HIV infection, while highly treatable with current antiretroviral therapies, is not presently curable due to infection with copies of the virus that is hidden and cannot be eliminated with existing medications.
However, investigators are now conducting studies to see if certain chemotherapy drugs may have a possible role in treating HIV infection itself, since these therapies effect cell DNA. These therapies could potentially expose the hidden copies of the HIV virus which may then be attacked with effective antiretroviral therapy.

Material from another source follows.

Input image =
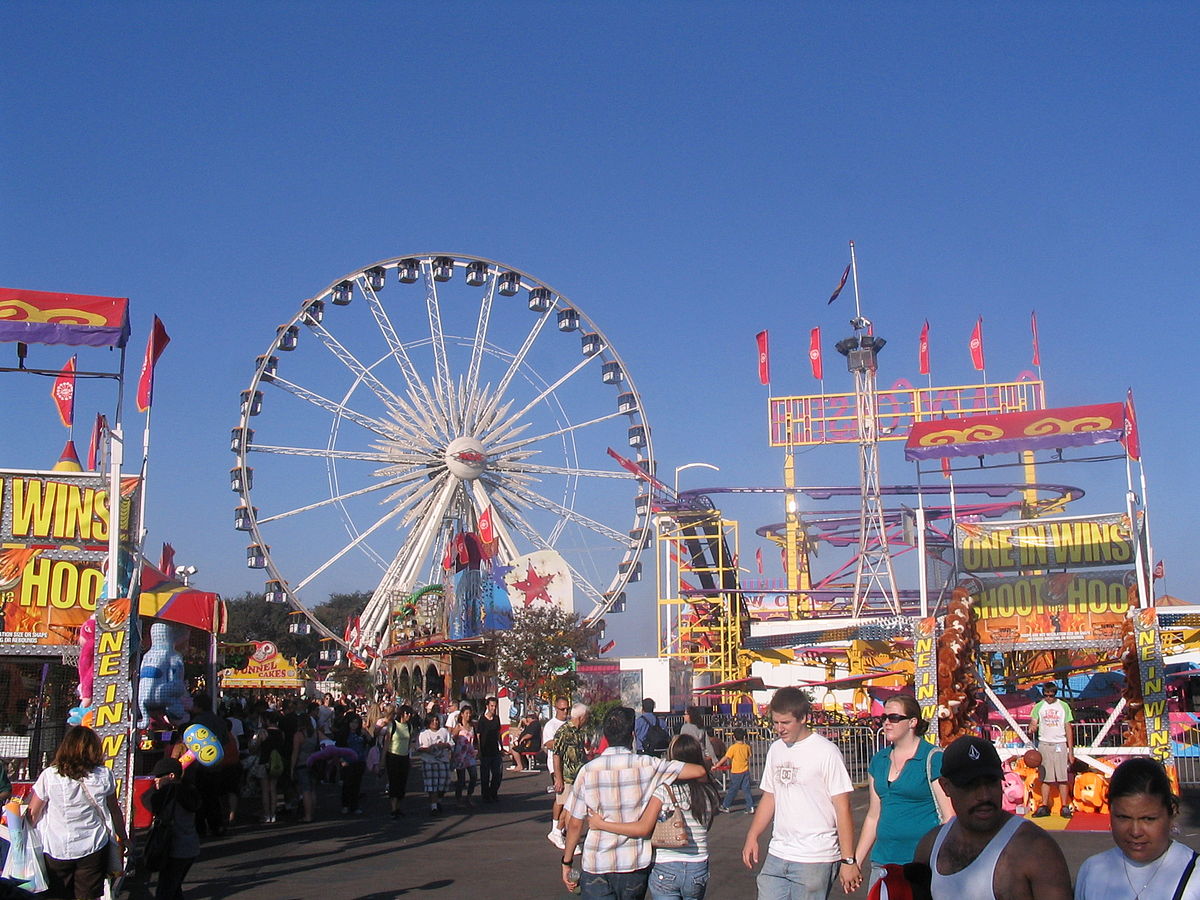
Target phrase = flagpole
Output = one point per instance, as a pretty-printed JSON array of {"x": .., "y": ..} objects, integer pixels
[{"x": 853, "y": 271}]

The possible benefits and/or risks of this treatment, however, have not been adequately tested in humans, though several research studies are in progress or are being planned.
The UCLA CARE Center is conducting one such study to test the safety of an experimental therapy, given at different dose levels in combination with a standard chemotherapy combination often administered to cancer patients, to find out what effects, good and/or bad, it has on the participants and their cancer:
A Phase I study of vorinostat in combination with paclitaxel and carboplatin in solid tumors (with focus on upper aerodigestive cancers in person with HIV infection.
Phase I Trial of Carbozantinib (Xl184) for Advanced Solid Tumors in Persons with HIV Infection.
A Phase I study of Ipilimumab and Nivolumab in Advanced HIV-Associated Tumors with an Expansion Cohort in HIV Associated tumors.